Ziemlich genau 150 Mitglieder zählt der Schönberger Seniorenclub, der sich zur Jahreshauptversammlung traditionell am Dreikönigstag traf. Vorsitzende Ilse Schinko gibt auf Jahreshauptversammlung einen Einblick in die vielfältigen Veranstaltungen des Schönberger Seniorenclubs

Sie gab zunächst einen Einblick in die solide finanzielle Situation des Vereins. Besonders freudig wurde der Eingang einer anonymen Spende von 1000 Euro aufgenommen. „Wir werden das Geld sinnvoll für unsere Arbeit einsetzen und bedanken uns herzlich bei der Spenderin oder dem Spender“, so Ilse Schinko.

In ihrem Bericht schaute die Vorsitzende zurück auf ein mit zahlreichen Veranstaltungen gefülltes Vereinsjahr.
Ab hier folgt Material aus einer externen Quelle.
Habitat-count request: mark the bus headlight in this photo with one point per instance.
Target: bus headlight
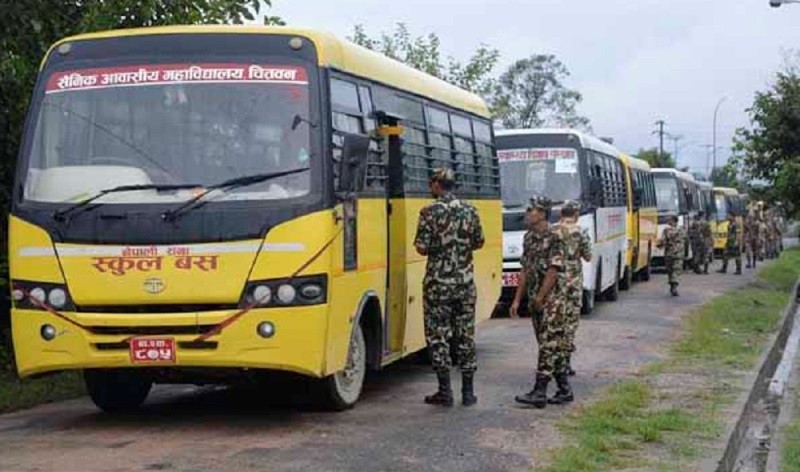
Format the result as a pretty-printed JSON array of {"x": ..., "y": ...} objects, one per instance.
[
  {"x": 57, "y": 297},
  {"x": 299, "y": 291},
  {"x": 286, "y": 294},
  {"x": 24, "y": 293}
]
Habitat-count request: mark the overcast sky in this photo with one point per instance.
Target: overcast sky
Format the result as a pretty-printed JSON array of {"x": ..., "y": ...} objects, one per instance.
[{"x": 635, "y": 61}]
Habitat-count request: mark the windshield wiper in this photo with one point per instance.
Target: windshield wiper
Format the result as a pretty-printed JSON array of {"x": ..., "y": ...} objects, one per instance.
[
  {"x": 61, "y": 215},
  {"x": 191, "y": 204}
]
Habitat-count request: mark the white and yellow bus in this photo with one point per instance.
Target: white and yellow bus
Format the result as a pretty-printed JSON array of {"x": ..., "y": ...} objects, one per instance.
[
  {"x": 566, "y": 164},
  {"x": 642, "y": 219},
  {"x": 199, "y": 203}
]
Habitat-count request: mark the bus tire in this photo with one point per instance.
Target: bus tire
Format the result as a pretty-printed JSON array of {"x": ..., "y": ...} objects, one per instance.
[
  {"x": 116, "y": 390},
  {"x": 627, "y": 279},
  {"x": 587, "y": 307},
  {"x": 341, "y": 390},
  {"x": 612, "y": 294}
]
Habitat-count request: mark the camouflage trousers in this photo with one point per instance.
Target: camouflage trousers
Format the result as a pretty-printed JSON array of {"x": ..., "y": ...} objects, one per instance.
[
  {"x": 451, "y": 322},
  {"x": 674, "y": 267},
  {"x": 700, "y": 254},
  {"x": 732, "y": 252},
  {"x": 551, "y": 326},
  {"x": 573, "y": 311},
  {"x": 753, "y": 249}
]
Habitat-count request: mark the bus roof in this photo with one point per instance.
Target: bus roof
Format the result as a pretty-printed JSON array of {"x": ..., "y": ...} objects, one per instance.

Gerne angenommen wurde die Gemeinderundfahrt mit Bürgermeister Martin Pichler, aber auch die Ausflugsfahrten zum Beispiel nach Salzburg, nach Altötting, in den Vogelpark und zu Theateraufführungen in der Region. Sie dankte der Frauenunion und dem Vdk für die Einladungen zum Kaffee trinken und der Gemeinde für die Weihnachtsfeier mit fast 200 Teilnehmern.

Auch für das nächste Jahr stellte der Seniorenclub wieder ein umfangreiches Programm für seine Mitglieder zusammen. Bei den regelmäßigen Kaffeetrinken im Pfarrheim konnten immer Referenten gefunden werden, so zum Beispiel die Heilpraktikerin Sabine Loibl, Mitarbeiter des Landratsamtes stellen das Mobilitätskonzept vor oder die Verbraucherzentrale informiert über Wege aus der Verpackungsflut. Auch einige Fahrten stehen wieder auf dem Programm: Im Februar geht es auf die Seniorenmesse „Seniorita“ nach Deggendorf. Im Mai werden die Wolfsteiner Werkstätten in Freyung besucht. Im Juni wird einer Ölmühle im Mühlviertel ein Besuch abgestattet. Im Juli besucht der Seniorenclub den Alpakahof bei Schaufling. Ein Tanznachmittag in Sonnen steht im August ebenso auf dem Programm wie die Fahrt zur Gläsernen Scheune. Und im September geht es zu einer Modenschau nach Oberösterreich. Eine Nudelproduktion in Massing wird im Oktober besucht. Mit den weiteren Terminen und jahreszeitlichen Festen zählt das Programm im nächsten Jahr 26 Termine auf, dazu noch die festen Sprechstunden im Foyer des Rathauses jeden ersten Freitag im Monat.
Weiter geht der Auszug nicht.